A: It means a great deal to us because very few organisations last that long. We consider this to be a fantastic achievement and we are very proud of what we have done over the years.

Although we are a very small club, we now have a branch in Penang and a sister club in Kuching. We collaborate with a lot of schools and have also signed a number of MoUs with institutions of higher learning.

The people have given us a lot of recognition and respect for what we have done for the sport in this country.

We have always been non-profit oriented... whatever income we make from food and beverage (Cobra have a restaurant at the club premises) sales, we channel back into the sport.

We also depend a lot on sponsorship to conduct our programmes as well as a large group of volunteers.

One such example is (former president) Tan Sri Krishnan Tan who is the chairman of HSBC. He sits on the board of MAS and is the deputy chairman of IJM Corporation Berhad, yet he spends a lot of time at the club guiding us and helping us get sponsors.

He is the main person responsible for ensuring the survival of the club in the past few decades.

Q: Can you explain how you came to join Cobra?

A: I joined Cobra in the late 1980s. I used to play rugby for the Armed Forces. My coach and manager (for Forces) at that time was Col (rtd) Wong Hin Jee. When he asked me to join Cobra, he was already a member.

Soon after that we helped organise the very first international Cobra 10s in 1992. Before that, it was only a local event.

Since then, I have been involved in the Cobra 10s organising committee every year until this year, where we hope to win it for the first time since 2008.

It would be the perfect present for the club, being the 50th anniversary this weekend.

Q: Cobra have been actively developing local talent. What is the direction of the club?

A: We were very happy to see the Cobrats (junior programme) taking off in a very big way since we restructured it in 2013 and did some changes.

We started Cobrats in the 1990s and (Scotland star) Ryan Grant was one of the players who was part of the programme then.

We have over 300 kids from age five and up here at Padang Astaka every Sunday for the programme. This is the future of rugby and the club.

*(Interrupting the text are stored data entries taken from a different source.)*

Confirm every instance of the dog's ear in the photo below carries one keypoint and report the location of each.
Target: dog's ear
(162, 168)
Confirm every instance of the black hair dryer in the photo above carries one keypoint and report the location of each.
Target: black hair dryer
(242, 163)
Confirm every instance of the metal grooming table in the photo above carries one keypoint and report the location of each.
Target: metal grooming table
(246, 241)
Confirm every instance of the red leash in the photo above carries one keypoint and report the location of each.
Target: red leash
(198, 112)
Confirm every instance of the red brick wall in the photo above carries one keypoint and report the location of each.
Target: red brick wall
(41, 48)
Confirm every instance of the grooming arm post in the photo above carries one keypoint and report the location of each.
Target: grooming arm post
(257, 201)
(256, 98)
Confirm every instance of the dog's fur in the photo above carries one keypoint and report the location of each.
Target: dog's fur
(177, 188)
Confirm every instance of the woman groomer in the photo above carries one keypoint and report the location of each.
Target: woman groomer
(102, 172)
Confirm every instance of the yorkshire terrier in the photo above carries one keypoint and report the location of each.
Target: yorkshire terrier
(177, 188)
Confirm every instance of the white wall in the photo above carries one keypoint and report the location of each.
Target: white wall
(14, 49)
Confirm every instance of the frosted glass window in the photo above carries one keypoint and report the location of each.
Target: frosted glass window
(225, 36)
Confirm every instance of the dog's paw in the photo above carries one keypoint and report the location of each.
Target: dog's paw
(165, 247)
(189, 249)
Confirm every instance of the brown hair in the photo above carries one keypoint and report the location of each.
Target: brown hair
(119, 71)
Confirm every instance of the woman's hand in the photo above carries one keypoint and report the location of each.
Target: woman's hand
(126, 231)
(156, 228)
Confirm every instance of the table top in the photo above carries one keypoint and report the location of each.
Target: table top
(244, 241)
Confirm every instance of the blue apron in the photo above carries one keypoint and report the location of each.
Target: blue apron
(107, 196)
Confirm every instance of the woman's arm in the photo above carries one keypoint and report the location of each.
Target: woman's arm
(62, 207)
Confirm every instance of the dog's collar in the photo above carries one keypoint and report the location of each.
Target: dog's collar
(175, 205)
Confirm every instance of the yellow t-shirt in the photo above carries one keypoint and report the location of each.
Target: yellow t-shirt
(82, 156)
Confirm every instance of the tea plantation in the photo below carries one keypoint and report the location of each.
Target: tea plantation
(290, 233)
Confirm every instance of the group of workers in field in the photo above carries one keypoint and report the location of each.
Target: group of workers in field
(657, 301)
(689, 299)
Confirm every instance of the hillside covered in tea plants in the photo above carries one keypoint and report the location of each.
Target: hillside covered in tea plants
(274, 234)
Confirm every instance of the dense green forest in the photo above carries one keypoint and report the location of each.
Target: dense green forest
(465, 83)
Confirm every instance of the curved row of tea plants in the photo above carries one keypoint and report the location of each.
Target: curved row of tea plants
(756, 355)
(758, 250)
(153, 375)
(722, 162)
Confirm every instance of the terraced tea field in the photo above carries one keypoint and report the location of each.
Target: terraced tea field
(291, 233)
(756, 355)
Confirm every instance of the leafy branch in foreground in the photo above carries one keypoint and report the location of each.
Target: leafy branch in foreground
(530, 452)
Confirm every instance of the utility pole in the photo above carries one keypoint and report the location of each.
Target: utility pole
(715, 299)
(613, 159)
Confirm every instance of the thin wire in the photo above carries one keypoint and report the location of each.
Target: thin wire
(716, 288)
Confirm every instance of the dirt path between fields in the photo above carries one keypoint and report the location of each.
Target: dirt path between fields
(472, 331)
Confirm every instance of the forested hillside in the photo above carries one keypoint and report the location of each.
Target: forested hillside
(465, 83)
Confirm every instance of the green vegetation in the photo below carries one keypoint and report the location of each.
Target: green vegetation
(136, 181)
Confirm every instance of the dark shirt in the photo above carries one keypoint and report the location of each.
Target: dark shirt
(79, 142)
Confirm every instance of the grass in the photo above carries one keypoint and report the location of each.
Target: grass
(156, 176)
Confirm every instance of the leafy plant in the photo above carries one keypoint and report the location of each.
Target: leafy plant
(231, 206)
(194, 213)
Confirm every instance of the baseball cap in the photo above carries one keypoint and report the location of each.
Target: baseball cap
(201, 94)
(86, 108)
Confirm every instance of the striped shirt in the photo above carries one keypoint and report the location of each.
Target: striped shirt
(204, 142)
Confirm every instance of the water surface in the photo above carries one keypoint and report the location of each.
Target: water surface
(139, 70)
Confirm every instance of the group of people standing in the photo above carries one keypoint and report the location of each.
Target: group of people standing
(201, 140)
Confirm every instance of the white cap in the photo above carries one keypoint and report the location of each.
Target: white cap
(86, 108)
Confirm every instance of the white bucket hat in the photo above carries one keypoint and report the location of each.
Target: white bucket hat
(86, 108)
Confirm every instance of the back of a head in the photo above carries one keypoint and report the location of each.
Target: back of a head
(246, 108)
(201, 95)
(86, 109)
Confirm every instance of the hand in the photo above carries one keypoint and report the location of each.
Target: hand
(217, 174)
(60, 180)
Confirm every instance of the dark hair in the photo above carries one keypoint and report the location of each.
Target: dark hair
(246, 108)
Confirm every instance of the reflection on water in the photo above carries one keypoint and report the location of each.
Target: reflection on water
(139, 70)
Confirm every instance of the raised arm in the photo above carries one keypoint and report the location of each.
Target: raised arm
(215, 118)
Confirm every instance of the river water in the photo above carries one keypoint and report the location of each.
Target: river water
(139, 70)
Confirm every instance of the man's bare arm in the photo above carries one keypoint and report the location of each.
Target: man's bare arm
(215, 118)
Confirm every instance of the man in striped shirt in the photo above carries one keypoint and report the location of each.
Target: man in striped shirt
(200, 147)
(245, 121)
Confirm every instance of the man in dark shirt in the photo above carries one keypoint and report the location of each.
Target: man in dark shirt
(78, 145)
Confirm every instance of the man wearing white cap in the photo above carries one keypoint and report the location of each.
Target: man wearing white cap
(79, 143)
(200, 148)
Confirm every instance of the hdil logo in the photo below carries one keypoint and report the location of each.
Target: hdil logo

It has become so popular that our branch in Penang, which started with five kids two years ago, has grown to over 150 kids now.

Our vice president Tan Thiam Jin also initiated Cobra Venom, which is one of the first women’s rugby programme in the country, two years ago.

Earlier this year, Malaysia competed for the first time (in women's rugby) at the Sea Games and managed to win a medal (bronze).

Thiam Jin was the prime mover for this project and had served as the selector, coach and manager for that (national) team.

We have also been actively managing and coaching the national Under-19 squad (boys) over the past few years and we had also started the first Under-19 national league in Malaysia.

Q: Cobra have not won the Super League since winning it back-to-back in 2011-2012. Is this because the club are heavily focused on grassroots talent development and women’s rugby instead of the elite level?

A: No, not really. If you look at most of the top clubs in the country, many of them (coaches, players, officials) would have had a Cobra backgroud of some sort.

Either they have come through the Cobra academy or the schools programme and are now playing for other clubs or they had continued their studies and had to play for their universities.

This is one of the reasons why we are not strong as we were before. We are not retaining the same level of quality we had before.

But we do not look at it from a selfish point of view, we are happy to see them continue playing. We take pride in that.

We have, however, started to rebuild the elite squad. The Super League will start a bit later next year and we will try to assemble a squad that will be competitive again.